The Consumer Price Index, a key measure of inflation, rose 1.1% over the last 12 months ending in September, the Bureau of Labor Statistics said Friday, unchanged from the previous month. Any number above zero means prices are rising, but a rate around 1% is considered slow growth.
Shortly ahead of the report, Federal Reserve Chairman Ben Bernanke gave a speech on the "low inflation environment," saying inflation trends will likely "remain subdued for some time."
"Inflation is running at rates that are too low" Bernanke warned. "The risk of deflation is higher than desirable."
The possibility of rising inflation had also been a concern amid speculation of further easing of U.S. monetary policy. But the low CPI reading dissuaded some of those fears, lending more support to predictions that the Fed will buy more long-term Treasurys in November, said Mark Vitner, senior economist with Wells Fargo.
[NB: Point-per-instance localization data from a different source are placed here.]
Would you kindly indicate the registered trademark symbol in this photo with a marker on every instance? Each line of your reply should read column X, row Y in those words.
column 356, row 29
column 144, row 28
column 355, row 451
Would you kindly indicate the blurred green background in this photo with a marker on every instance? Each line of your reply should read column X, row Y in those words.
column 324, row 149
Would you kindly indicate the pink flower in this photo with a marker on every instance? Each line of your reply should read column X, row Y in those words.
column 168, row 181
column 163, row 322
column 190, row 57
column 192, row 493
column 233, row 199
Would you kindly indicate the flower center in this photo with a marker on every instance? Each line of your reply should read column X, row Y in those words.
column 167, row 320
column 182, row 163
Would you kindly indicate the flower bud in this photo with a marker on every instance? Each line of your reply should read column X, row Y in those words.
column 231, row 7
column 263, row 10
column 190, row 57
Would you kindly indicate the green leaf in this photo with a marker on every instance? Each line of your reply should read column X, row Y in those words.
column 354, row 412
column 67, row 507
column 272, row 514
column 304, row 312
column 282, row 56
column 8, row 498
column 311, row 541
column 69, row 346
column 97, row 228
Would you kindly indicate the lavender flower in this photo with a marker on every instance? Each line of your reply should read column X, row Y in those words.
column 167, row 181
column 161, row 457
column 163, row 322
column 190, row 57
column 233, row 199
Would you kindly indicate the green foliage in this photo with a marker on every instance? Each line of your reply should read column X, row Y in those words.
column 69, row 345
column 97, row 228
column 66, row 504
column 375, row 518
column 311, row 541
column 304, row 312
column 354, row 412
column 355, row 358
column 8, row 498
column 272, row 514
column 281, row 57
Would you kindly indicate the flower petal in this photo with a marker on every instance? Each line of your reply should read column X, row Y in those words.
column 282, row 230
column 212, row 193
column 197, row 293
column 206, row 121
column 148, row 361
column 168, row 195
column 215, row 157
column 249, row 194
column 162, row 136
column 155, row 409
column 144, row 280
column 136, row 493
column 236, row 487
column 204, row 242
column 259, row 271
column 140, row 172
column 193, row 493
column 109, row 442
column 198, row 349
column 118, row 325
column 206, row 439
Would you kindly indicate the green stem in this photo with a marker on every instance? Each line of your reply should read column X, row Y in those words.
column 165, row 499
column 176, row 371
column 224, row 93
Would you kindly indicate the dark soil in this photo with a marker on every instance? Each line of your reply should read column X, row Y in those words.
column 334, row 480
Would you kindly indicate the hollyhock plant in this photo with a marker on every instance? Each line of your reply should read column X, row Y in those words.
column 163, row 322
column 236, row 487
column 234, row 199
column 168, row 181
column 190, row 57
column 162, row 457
"There really isn't a whole lot of reason to worry about inflation right now, and that gives the Fed a free hand to do whatever they need to do," Vitner said.
The CPI report was also closely watched by policymakers this month, because the government used the data to determine Social Security beneficiaries will not get a cost of living increase in 2011.
The so-called core CPI, which strips out volatile food and energy prices, rose at a 0.8% annual rate in September, down slightly from 0.9% in August.
Food prices posted their largest increase since October 2008, rising 1.4% during the year. Energy prices rose 3.8%.
For September, CPI rose just 0.1% month over month, lower than expectations. Prices were expected to have increased 0.2% in September, after climbing 0.3% the previous month, according to consensus estimates from Briefing.com.